Skip to content

Diff API Reference

diff

Unified diff parser, patch applicator, and three-way merge — zero dependencies, stdlib only, Python 3.10+.

Part of zerodep: https://github.com/Oaklight/zerodep Copyright (c) 2026 Peng Ding. MIT License.

Provides structured parsing of unified diffs, patch application/reversal, and three-way merge with conflict detection.
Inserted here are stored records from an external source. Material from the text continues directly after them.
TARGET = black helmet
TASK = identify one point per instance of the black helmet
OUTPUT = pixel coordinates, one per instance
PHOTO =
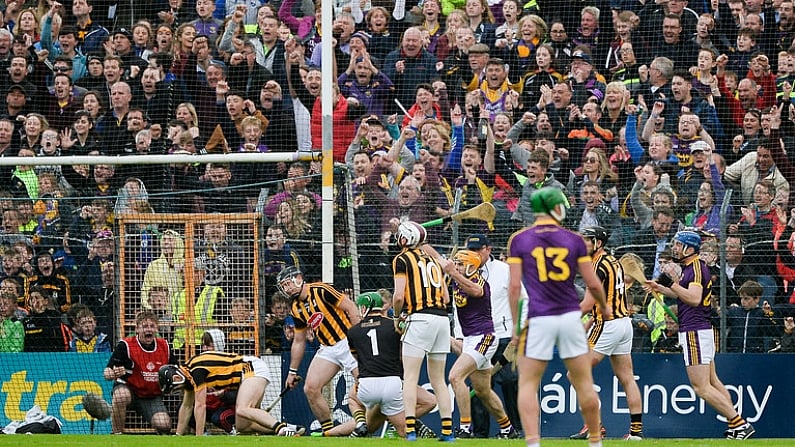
(598, 233)
(170, 377)
(290, 272)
Built entirely on the standard library difflib module.

Generate and round-trip a patch::

from diff import make_diff, parse_patch, apply_patch, reverse_patch

a = "hello\nworld\n"
b = "hello\nbrave new world\n"

patch_text = make_diff(a, b)
patch = parse_patch(patch_text)
assert apply_patch(a, patch) == b

rev = reverse_patch(patch)
assert apply_patch(b, rev) == a

Three-way merge::

from diff import merge3

result = merge3(base, ours, theirs)
if result.has_conflicts:
    print("Conflicts found!")
print(result.content)

DiffError

Bases: Exception

Base exception for all diff/patch operations.

Source code in diff/diff.py
class DiffError(Exception):
    """Base exception for all diff/patch operations."""

PatchParseError

Bases: DiffError

Raised when patch text has invalid or malformed format.

Attributes:

Name Type Description
line_no

1-based line number where the error was detected.

detail

Human-readable description of the issue.

Source code in diff/diff.py
class PatchParseError(DiffError):
    """Raised when patch text has invalid or malformed format.

    Attributes:
        line_no: 1-based line number where the error was detected.
        detail: Human-readable description of the issue.
    """

    def __init__(self, line_no: int, detail: str) -> None:
        self.line_no = line_no
        self.detail = detail
        super().__init__(f"line {line_no}: {detail}")

PatchApplyError

Bases: DiffError

Raised when a patch cannot be applied to the given source.

Attributes:

Name Type Description
hunk_index

0-based index of the failing hunk.

expected

The line content expected by the patch.

actual

The line content found in the source.

source_line_no

1-based line number in the source.

Source code in diff/diff.py
class PatchApplyError(DiffError):
    """Raised when a patch cannot be applied to the given source.

    Attributes:
        hunk_index: 0-based index of the failing hunk.
        expected: The line content expected by the patch.
        actual: The line content found in the source.
        source_line_no: 1-based line number in the source.
    """

    def __init__(
        self,
        hunk_index: int,
        expected: str,
        actual: str,
        source_line_no: int,
    ) -> None:
        self.hunk_index = hunk_index
        self.expected = expected
        self.actual = actual
        self.source_line_no = source_line_no
        super().__init__(
            f"hunk {hunk_index}: source line {source_line_no}: "
            f"expected {expected!r}, got {actual!r}"
        )

Hunk dataclass

A single contiguous changed region in a unified diff.

Attributes:

Name Type Description
src_start int

1-based starting line in the source file.

src_len int

Number of source lines covered by this hunk.

tgt_start int

1-based starting line in the target file.

tgt_len int

Number of target lines covered by this hunk.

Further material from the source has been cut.